2/1 Ein Laubfrosch
Kategorie: Allgemein Von Heinrich von Grünigen um 23:26 |
Mit klebrigen Füssen klammert er sich am Zweig fest und zieht sich langsam in die Höhe. Unglücklich schaut er drein und verzieht sein ohnehin schon breites Maul zu einer noch breiteren, gequälten Fratze. Ein leises, jämmerliches Quaken wird laut. Der giftgrüne Laubfrosch hat eine medizinische Botschaft zu vermitteln, die mir seit Tagen keine Ruhe mehr lässt. Er empfiehlt mir ein Medikament, für den Fall, dass ich an verzögerter Magenentleerung leiden sollte.
Seitdem frage natürlich auch ich mich, ob dies eine Krankheit sei, die ich haben könnte, von der ich aber bis heute noch nichts gewusst habe. Und ich horche oder fühle tief in mich hinein, ob mein Magen, mit dem ich ja einen ständigen Dialog führen möchte, mir irgend ein heimliches Signal sendet, vielleicht in Form eines gequälten Quakens, das mir bedeuten sollte dass er sich nicht so zügig entleeren kann, wie er das möchte.
Bis heute habe ich naiverweise geglaubt, der Magen sei ein sehr patentes Organ, säureresistent und ein prächtiges Labor für die erste Stufe der Auflösung der Nahrungsmittel. Dass man ihn von Zeit zu Zeit füllen muss und dabei darauf achten sollte, dass man dies vorsichtig und bewusst tut, das war mir schon klar. Dass man nun aber auch noch seine Entleerung überwachen muss, das ist mir neu. Von Verstopfung und Hartleibigkeit habe ich schon gehört, aber das findet weiter unten statt. – Vielleicht ein Fakir auf dem Jahrmarkt, der Nägel, Schrauben und Scherben schluckt, bei dem kann ich mir vorstellen, dass die Entleerung zum Problemfall wird. Aber ich?

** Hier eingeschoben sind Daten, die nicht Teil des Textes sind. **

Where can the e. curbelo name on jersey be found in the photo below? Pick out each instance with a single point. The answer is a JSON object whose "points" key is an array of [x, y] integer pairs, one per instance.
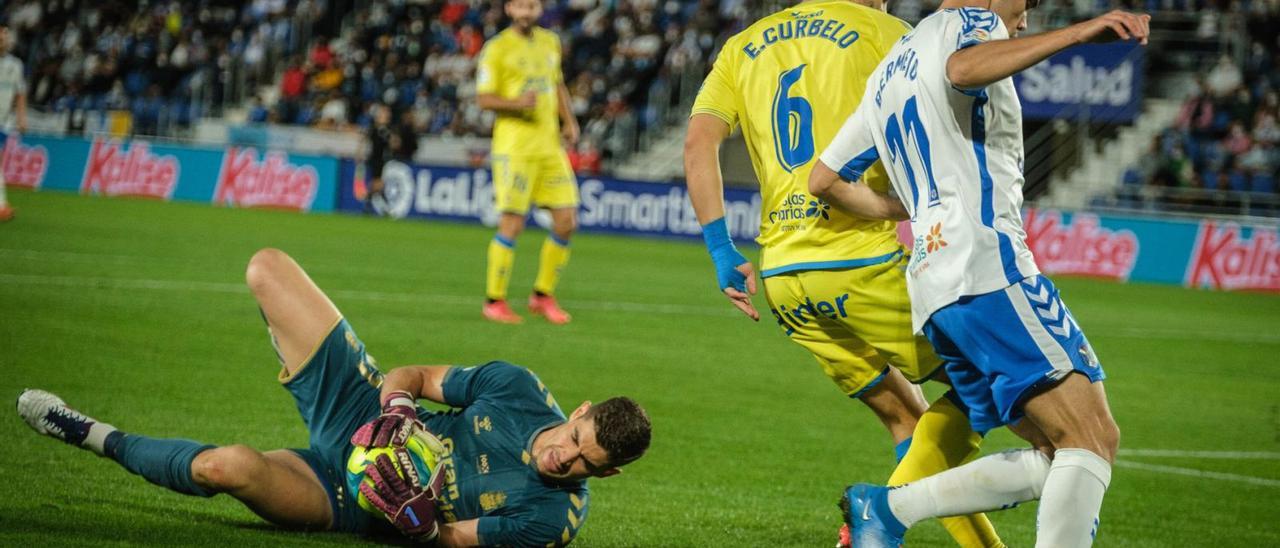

Nun stellen die Vertreter der Pharma-Industrie immer wieder gerne und vehement in Abrede, sie würden durch geeignete Propagandemassnahmen laufend zuerst auf die Existenz von neuen Krankheiten hinweisen, um für diese dann entsprechende Mittel anpreisen zu können… – Aber wenn ich den grünen Lurch und sein trauriges Froschgesicht auf dem Bildschirm sehe, dann befallen mich doch Zweifel, ob dem auch wirklich so sei.